The word count thing is rather crude also.

Oh well. C- here we come!

Thursday, September 9, 2010

For Creative Writing...

I have no idea what the point of a blog is outside of seeking some sort of critique/identification/reputation/traumatic-past-that-has-you-believe-internet-friends-are-the-best-friends or something of that sort (self-righteous indeed, and all-in-all naive, except I really don't see the point of these things (just yet, perhaps?) seeing as I've always kept journals) but alas, I have one now so I suppose I'll write something.
Seeing as this is for creative writing, I suppose this is supposed to involve writing, my method, format, means and ideas, except I'm not at all interested in talking about that at the moment. Seeing as this is an ego-to-media "device" that I'm on, I think I'd rather say what my night just consisted of via the last hour.

(I am about 80% sure this is not what I'm supposed to be doing but I guess this can be a -1 point for this post?)

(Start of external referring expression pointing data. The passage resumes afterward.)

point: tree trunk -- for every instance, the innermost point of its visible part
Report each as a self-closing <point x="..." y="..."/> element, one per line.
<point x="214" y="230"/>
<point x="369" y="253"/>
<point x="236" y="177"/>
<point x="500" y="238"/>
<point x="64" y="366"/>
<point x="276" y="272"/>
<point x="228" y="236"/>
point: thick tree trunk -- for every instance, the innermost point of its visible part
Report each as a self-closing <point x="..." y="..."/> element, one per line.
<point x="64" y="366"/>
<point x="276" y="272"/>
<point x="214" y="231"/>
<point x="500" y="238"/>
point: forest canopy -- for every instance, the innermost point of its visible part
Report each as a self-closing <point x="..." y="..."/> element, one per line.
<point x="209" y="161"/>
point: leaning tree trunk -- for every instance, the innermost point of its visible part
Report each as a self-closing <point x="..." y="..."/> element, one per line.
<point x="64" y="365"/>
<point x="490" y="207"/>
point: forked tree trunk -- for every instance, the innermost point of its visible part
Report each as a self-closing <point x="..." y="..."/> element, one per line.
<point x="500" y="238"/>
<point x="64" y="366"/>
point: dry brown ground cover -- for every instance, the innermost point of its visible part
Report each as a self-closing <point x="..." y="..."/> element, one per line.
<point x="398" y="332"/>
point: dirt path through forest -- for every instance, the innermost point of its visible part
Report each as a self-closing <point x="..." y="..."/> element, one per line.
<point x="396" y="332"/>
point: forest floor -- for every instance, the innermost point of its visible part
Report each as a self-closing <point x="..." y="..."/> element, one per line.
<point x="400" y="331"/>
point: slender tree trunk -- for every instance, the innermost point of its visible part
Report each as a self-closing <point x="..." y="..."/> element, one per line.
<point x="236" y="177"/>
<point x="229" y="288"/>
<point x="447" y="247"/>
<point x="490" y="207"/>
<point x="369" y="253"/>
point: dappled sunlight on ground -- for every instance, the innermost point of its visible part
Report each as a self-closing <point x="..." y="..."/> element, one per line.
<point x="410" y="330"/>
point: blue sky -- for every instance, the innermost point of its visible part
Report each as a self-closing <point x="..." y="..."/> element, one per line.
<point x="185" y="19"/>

So I left work about an hour ago (overnight shift at Kmart) and throughout the night I had been scamming "bathroom breaks" to sit hunched in a stall while secretly writing in my little pad with a mini-pen. I haven't had an intimate idea in a while so instead I wrote about some cliche drug-dealers whom go to a rock and roll show and do drugs and lack any sort of "place" as they jam out amidst the crowd.
If that sounds dispassionate it's because it is. The moment I begun I didn't care for it, though for some reason I liked describing drug intake (perhaps it was the bathroom stall atmosphere?) Either way, I got really into the idea that I was a rockstar and imagined how neat it would be to wear an unzipped leather jacket everywhere and not feel like the wanker of the century.
After I had placed up all the shelves and eternally scarred my finger tips by placing labels, I got in my mother's CRV, turned on the White Stripes and started driving. Somehow, I got the idea in my head that I was the biggest badass in the world and with my seven cigarettes and cold coffee, drove to the Manasquan inlet, switching lanes without a blinker (There was no traffic but it still felt "raw") and parked.
Afterwards, I just kind of walked. The mood subsided to fatigue and after two minutes of walking on the boardwalk I turned around and went home.
Still don't have a passionate story, so I don't have anything else to say.